Le complotisme, en distordant la réalité et en alimentant la méfiance envers les institutions fondamentales pour la démocratie, constitue une menace sérieuse pour les sociétés démocratiques. Sa propagation peut conduire à une polarisation extrême et à une dégradation de la confiance dans les processus démocratiques, ce qui explique que l'affaire Jean-Michel Trogneux, actuellement médiatisée en France, suscite des inquiétudes.
Aux États-Unis, les ramifications du complotisme se manifestent de manière alarmante, notamment à travers des mouvements tels que QAnon, qui propagent des théories du complot farfelues. Mais aussi farfelues et invraisemblables soient-elles, ces théories du complot peuvent engendrer des incidents tragiques et nuire à la démocratie.
L'exemple le plus connu, parce qu'il permet de souligner les dangers réels que ces croyances peuvent engendrer dans une société, est celui du « pizzagate ». En décembre 2016, un homme armé est entré dans la pizzeria Comet Ping Pong à Washington, affirmant qu'il cherchait à sauver des enfants supposément retenus dans le cadre d'un prétendu réseau de pédophilie, avec des proches d'Hillary Rodham Clinton, à l'époque candidate aux élections présidentielles américaines, à sa tête.
Malgré les coups de feu, aucun blessé n'a été signalé lors de cet incident, mais il a mis en lumière les dangers réels de la désinformation en ligne et la façon dont les théories du complot peuvent conduire à des actions dangereuses dans la vie réelle. On remarque que ce phénomène ne touche pas que les États-Unis.
En France, la plus célèbre des théories du complot est celle voulant que l'épouse du président Emmanuel Macron, Brigitte Macron, serait une femme transgenre née sous le nom de Jean-Michel Trogneux. Depuis quelques années, cette rumeur occupe une place importante sur les réseaux sociaux, avec le mot-dièse #JeanMichelTrogneux, et a pris une dimension internationale au cours des derniers jours en étant relayée par la commentatrice politique américaine Candace Owens, proche de l'ex-président Donald Trump et associée à l'extrême droite américaine.

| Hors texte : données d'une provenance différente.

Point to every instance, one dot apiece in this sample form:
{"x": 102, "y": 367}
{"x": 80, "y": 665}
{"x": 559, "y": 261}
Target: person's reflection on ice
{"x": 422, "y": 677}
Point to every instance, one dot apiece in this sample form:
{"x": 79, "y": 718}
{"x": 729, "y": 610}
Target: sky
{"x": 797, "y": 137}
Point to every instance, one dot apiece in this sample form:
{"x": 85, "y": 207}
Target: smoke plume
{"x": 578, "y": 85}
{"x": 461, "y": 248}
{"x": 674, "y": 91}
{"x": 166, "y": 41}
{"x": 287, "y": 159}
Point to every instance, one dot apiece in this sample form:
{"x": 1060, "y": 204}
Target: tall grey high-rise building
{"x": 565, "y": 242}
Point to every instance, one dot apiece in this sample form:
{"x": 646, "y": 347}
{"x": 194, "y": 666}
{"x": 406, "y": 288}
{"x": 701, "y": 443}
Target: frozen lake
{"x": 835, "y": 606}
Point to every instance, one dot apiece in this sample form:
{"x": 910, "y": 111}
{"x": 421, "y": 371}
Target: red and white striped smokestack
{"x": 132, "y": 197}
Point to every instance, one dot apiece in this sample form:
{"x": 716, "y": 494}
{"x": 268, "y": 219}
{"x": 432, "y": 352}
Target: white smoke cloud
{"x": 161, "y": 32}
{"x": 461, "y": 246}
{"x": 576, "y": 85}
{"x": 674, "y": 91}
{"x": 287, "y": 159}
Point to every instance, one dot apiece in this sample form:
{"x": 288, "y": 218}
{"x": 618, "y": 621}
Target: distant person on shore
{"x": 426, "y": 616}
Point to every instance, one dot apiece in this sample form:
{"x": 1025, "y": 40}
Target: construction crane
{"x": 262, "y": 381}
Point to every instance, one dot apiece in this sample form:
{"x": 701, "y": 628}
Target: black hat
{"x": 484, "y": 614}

La rumeur est suffisamment importante pour qu'Emmanuel Macron prenne la peine, le 8 mars dernier, à l'occasion de la Journée internationale des droits des femmes, de réagir à ces humiliations qui ne sont que de fausses informations, basées sur rien, qui l'attaquent jusque dans son intimité et celle de sa famille. Cependant, est-ce suffisant pour réfuter ce genre de rumeur?
Ce que démontre cette rumeur transphobe autour de Brigitte Macron, c'est que les débats politiques français sont de plus en plus parasités par des théories du complot, ce qui n'est pas sans rappeler la situation aux États-Unis. Tout comme les théories du complot américaines les plus efficaces, cette théorie touche les élites au pouvoir en frappant l'imaginaire par des images simples de scandales, souvent sexuels, plutôt que de complexes affaires de corruption et de politiques publiques.
En plus du « pizzagate », qui concernait Hillary Rodham Clinton, on peut penser, en 2020, aux nombreuses thèses conspirationnistes prêtant au président Joe Biden des comportements inappropriés avec des enfants. Quelques années auparavant, il y avait eu des théories conspirationnistes sur la citoyenneté de Barack Obama qui insinuaient qu'il n'était pas né sur le territoire des États-Unis, et donc de ne pouvait être éligible à la fonction de président des États-Unis tel que le requiert l'article II de la Constitution américaine.
On semble assister non pas à une américanisation, mais à une « trumpisation » de la politique française. Ce phénomène pourrait se propager dans d'autres démocraties si ce n'est pas encore fait.
Il y a une volonté chez les complotistes de semer le doute et la confusion afin de briser la confiance envers les institutions démocratiques. L'efficacité de cette rumeur transphobe à se répandre est inquiétante parce qu'elle n'est peut-être que la pointe de l'iceberg.
Si la machine à rumeur fonctionne, même pour propager des rumeurs les plus farfelues, rien n'empêche d'utiliser cette même machine pour propager, par exemple, des rumeurs de fraudes électorales et d'élections truquées. C'est ce que nous avons vu aux États-Unis et qui a mené l'invasion du Capitole du 6 janvier 2021.
Ainsi, ce genre de rumeur peut avoir des effets dévastateurs pour la démocratie. C'est pourquoi une rumeur transphobe, aussi aberrante soit-elle, doit inquiéter.